Cutting Red Tape Could Prove Lucrative for Agencies
To incentivize efficiency, Rep. Tom Latham, R-Iowa, wants to link budgets to improvements in operations.
With agencies engaged in the multi-year process of creating performance-based government, two House members have introduced a bill to import “continuous improvement” practices found in state government and private business and adopt them in Washington.
Rep. Tom Latham, R-Iowa, on July 16 unveiled the Lean and Responsive Government Act to require agencies to adopt steps to “set clear, measurable goals, analytically evaluate overly bureaucratic systems, and reduce Washington red-tape in a sustainable manner,” he said. What differs from current law is that he would tie “continuous process improvement to the annual congressional budgetary requests for each federal agency.” Each agency’s chief operating officer would implement the continuous improvement techniques and include information on their efforts in an annual report to Congress.

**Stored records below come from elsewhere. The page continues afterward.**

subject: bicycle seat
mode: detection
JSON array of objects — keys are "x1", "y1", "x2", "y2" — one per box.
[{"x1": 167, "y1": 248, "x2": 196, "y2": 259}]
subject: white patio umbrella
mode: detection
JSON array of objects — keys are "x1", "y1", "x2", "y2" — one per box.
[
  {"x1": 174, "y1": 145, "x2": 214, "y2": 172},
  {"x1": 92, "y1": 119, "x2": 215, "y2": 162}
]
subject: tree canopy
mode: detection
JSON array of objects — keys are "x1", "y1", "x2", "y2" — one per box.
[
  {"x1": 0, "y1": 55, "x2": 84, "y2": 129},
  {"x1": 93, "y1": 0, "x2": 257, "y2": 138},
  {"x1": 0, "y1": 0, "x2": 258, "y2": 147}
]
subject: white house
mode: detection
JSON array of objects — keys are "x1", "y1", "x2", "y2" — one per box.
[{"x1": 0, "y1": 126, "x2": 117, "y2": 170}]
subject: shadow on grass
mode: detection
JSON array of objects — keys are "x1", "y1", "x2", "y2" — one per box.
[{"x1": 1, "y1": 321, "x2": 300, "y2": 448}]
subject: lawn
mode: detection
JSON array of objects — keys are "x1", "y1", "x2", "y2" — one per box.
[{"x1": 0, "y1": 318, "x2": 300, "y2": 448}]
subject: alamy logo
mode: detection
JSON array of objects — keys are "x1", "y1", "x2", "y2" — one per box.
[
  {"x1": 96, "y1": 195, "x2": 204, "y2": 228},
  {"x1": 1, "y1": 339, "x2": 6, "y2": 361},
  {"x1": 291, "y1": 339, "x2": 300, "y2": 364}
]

“Embracing this approach empowers departments and agencies,” Latham added, “to take innovative steps to reduce waste in their organizations and apply those resources to other priorities without requiring additional funds.”

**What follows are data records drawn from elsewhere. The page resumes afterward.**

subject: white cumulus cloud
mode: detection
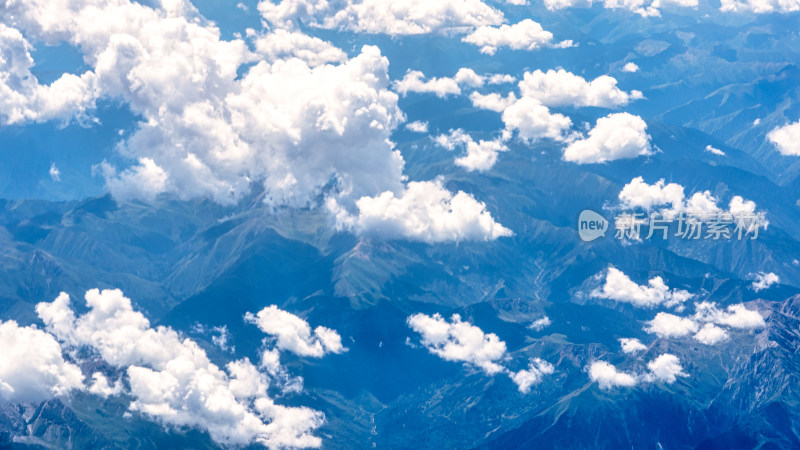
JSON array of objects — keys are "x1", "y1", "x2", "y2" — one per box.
[
  {"x1": 407, "y1": 312, "x2": 553, "y2": 392},
  {"x1": 618, "y1": 177, "x2": 685, "y2": 213},
  {"x1": 644, "y1": 353, "x2": 687, "y2": 383},
  {"x1": 768, "y1": 120, "x2": 800, "y2": 155},
  {"x1": 258, "y1": 0, "x2": 505, "y2": 34},
  {"x1": 720, "y1": 0, "x2": 800, "y2": 13},
  {"x1": 619, "y1": 337, "x2": 647, "y2": 353},
  {"x1": 501, "y1": 96, "x2": 574, "y2": 142},
  {"x1": 622, "y1": 62, "x2": 639, "y2": 72},
  {"x1": 693, "y1": 323, "x2": 729, "y2": 345},
  {"x1": 563, "y1": 113, "x2": 652, "y2": 164},
  {"x1": 543, "y1": 0, "x2": 698, "y2": 16},
  {"x1": 435, "y1": 129, "x2": 508, "y2": 171},
  {"x1": 2, "y1": 1, "x2": 402, "y2": 207},
  {"x1": 245, "y1": 305, "x2": 346, "y2": 358},
  {"x1": 588, "y1": 361, "x2": 638, "y2": 389},
  {"x1": 518, "y1": 69, "x2": 642, "y2": 108},
  {"x1": 407, "y1": 313, "x2": 508, "y2": 375},
  {"x1": 393, "y1": 68, "x2": 492, "y2": 98},
  {"x1": 529, "y1": 316, "x2": 552, "y2": 331},
  {"x1": 328, "y1": 179, "x2": 513, "y2": 243},
  {"x1": 589, "y1": 353, "x2": 686, "y2": 389},
  {"x1": 750, "y1": 271, "x2": 780, "y2": 292},
  {"x1": 472, "y1": 69, "x2": 642, "y2": 151},
  {"x1": 462, "y1": 19, "x2": 569, "y2": 55},
  {"x1": 644, "y1": 312, "x2": 699, "y2": 338},
  {"x1": 393, "y1": 70, "x2": 462, "y2": 98},
  {"x1": 470, "y1": 92, "x2": 518, "y2": 112},
  {"x1": 644, "y1": 302, "x2": 764, "y2": 344},
  {"x1": 1, "y1": 1, "x2": 511, "y2": 244},
  {"x1": 0, "y1": 320, "x2": 84, "y2": 403},
  {"x1": 49, "y1": 162, "x2": 61, "y2": 182},
  {"x1": 250, "y1": 29, "x2": 347, "y2": 67},
  {"x1": 511, "y1": 358, "x2": 554, "y2": 393},
  {"x1": 693, "y1": 302, "x2": 766, "y2": 329},
  {"x1": 406, "y1": 121, "x2": 429, "y2": 133},
  {"x1": 88, "y1": 372, "x2": 123, "y2": 398},
  {"x1": 0, "y1": 24, "x2": 98, "y2": 125},
  {"x1": 36, "y1": 289, "x2": 326, "y2": 449},
  {"x1": 591, "y1": 267, "x2": 692, "y2": 309},
  {"x1": 617, "y1": 177, "x2": 767, "y2": 228}
]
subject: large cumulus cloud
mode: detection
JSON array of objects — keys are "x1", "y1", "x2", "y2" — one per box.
[
  {"x1": 0, "y1": 0, "x2": 510, "y2": 243},
  {"x1": 35, "y1": 289, "x2": 329, "y2": 448}
]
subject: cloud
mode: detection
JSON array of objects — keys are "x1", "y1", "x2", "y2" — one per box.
[
  {"x1": 518, "y1": 69, "x2": 642, "y2": 108},
  {"x1": 705, "y1": 145, "x2": 726, "y2": 156},
  {"x1": 622, "y1": 62, "x2": 639, "y2": 73},
  {"x1": 644, "y1": 354, "x2": 687, "y2": 383},
  {"x1": 461, "y1": 19, "x2": 569, "y2": 55},
  {"x1": 406, "y1": 121, "x2": 429, "y2": 133},
  {"x1": 470, "y1": 92, "x2": 518, "y2": 112},
  {"x1": 768, "y1": 120, "x2": 800, "y2": 155},
  {"x1": 644, "y1": 312, "x2": 698, "y2": 338},
  {"x1": 49, "y1": 163, "x2": 61, "y2": 182},
  {"x1": 591, "y1": 267, "x2": 692, "y2": 309},
  {"x1": 501, "y1": 97, "x2": 574, "y2": 142},
  {"x1": 643, "y1": 302, "x2": 764, "y2": 344},
  {"x1": 589, "y1": 353, "x2": 686, "y2": 389},
  {"x1": 619, "y1": 337, "x2": 647, "y2": 353},
  {"x1": 729, "y1": 196, "x2": 761, "y2": 220},
  {"x1": 99, "y1": 158, "x2": 169, "y2": 203},
  {"x1": 529, "y1": 316, "x2": 552, "y2": 331},
  {"x1": 693, "y1": 323, "x2": 729, "y2": 345},
  {"x1": 166, "y1": 43, "x2": 404, "y2": 207},
  {"x1": 471, "y1": 69, "x2": 642, "y2": 150},
  {"x1": 541, "y1": 0, "x2": 798, "y2": 14},
  {"x1": 245, "y1": 305, "x2": 346, "y2": 358},
  {"x1": 88, "y1": 372, "x2": 123, "y2": 398},
  {"x1": 0, "y1": 320, "x2": 84, "y2": 403},
  {"x1": 588, "y1": 361, "x2": 638, "y2": 389},
  {"x1": 249, "y1": 29, "x2": 347, "y2": 67},
  {"x1": 454, "y1": 68, "x2": 486, "y2": 88},
  {"x1": 693, "y1": 302, "x2": 766, "y2": 329},
  {"x1": 3, "y1": 1, "x2": 407, "y2": 207},
  {"x1": 487, "y1": 74, "x2": 516, "y2": 85},
  {"x1": 511, "y1": 358, "x2": 554, "y2": 393},
  {"x1": 4, "y1": 1, "x2": 511, "y2": 244},
  {"x1": 750, "y1": 272, "x2": 780, "y2": 292},
  {"x1": 617, "y1": 177, "x2": 767, "y2": 227},
  {"x1": 254, "y1": 348, "x2": 304, "y2": 395},
  {"x1": 36, "y1": 289, "x2": 325, "y2": 448},
  {"x1": 652, "y1": 0, "x2": 700, "y2": 7},
  {"x1": 393, "y1": 68, "x2": 489, "y2": 98},
  {"x1": 407, "y1": 312, "x2": 553, "y2": 392},
  {"x1": 328, "y1": 179, "x2": 513, "y2": 243},
  {"x1": 212, "y1": 325, "x2": 234, "y2": 352},
  {"x1": 618, "y1": 177, "x2": 685, "y2": 212},
  {"x1": 0, "y1": 24, "x2": 98, "y2": 125},
  {"x1": 542, "y1": 0, "x2": 697, "y2": 16},
  {"x1": 563, "y1": 113, "x2": 652, "y2": 164},
  {"x1": 720, "y1": 0, "x2": 800, "y2": 13},
  {"x1": 393, "y1": 70, "x2": 461, "y2": 98},
  {"x1": 407, "y1": 313, "x2": 508, "y2": 375},
  {"x1": 435, "y1": 129, "x2": 508, "y2": 171},
  {"x1": 258, "y1": 0, "x2": 505, "y2": 34},
  {"x1": 544, "y1": 0, "x2": 593, "y2": 9}
]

Latham’s approach drew backing from Rep. Henry Cuellar, D-Texas, who introduced what became the Government Performance and Results Modernization Act signed by President Obama in 2010. Cuellar said the new bill “further raises the standard that taxpayers expect of the federal government and I will continue working with my colleagues in Congress to ensure a responsive and effective government.”
Promising to save “billions” in avoided waste and duplication, Latham noted that NASA already is using some of the continuous improvement, data-driven techniques. “Unlike any successful company or business, the federal government does not operate under an overarching strategic plan,” he said. “Instead, the government operates under hundreds of individual operating plans for each agency. The result is a vast and chaotic alphabet soup of agencies and programs that often duplicate services and sometimes compete with one another.”
The bill was referred to the House Committee on Oversight and Government Reform.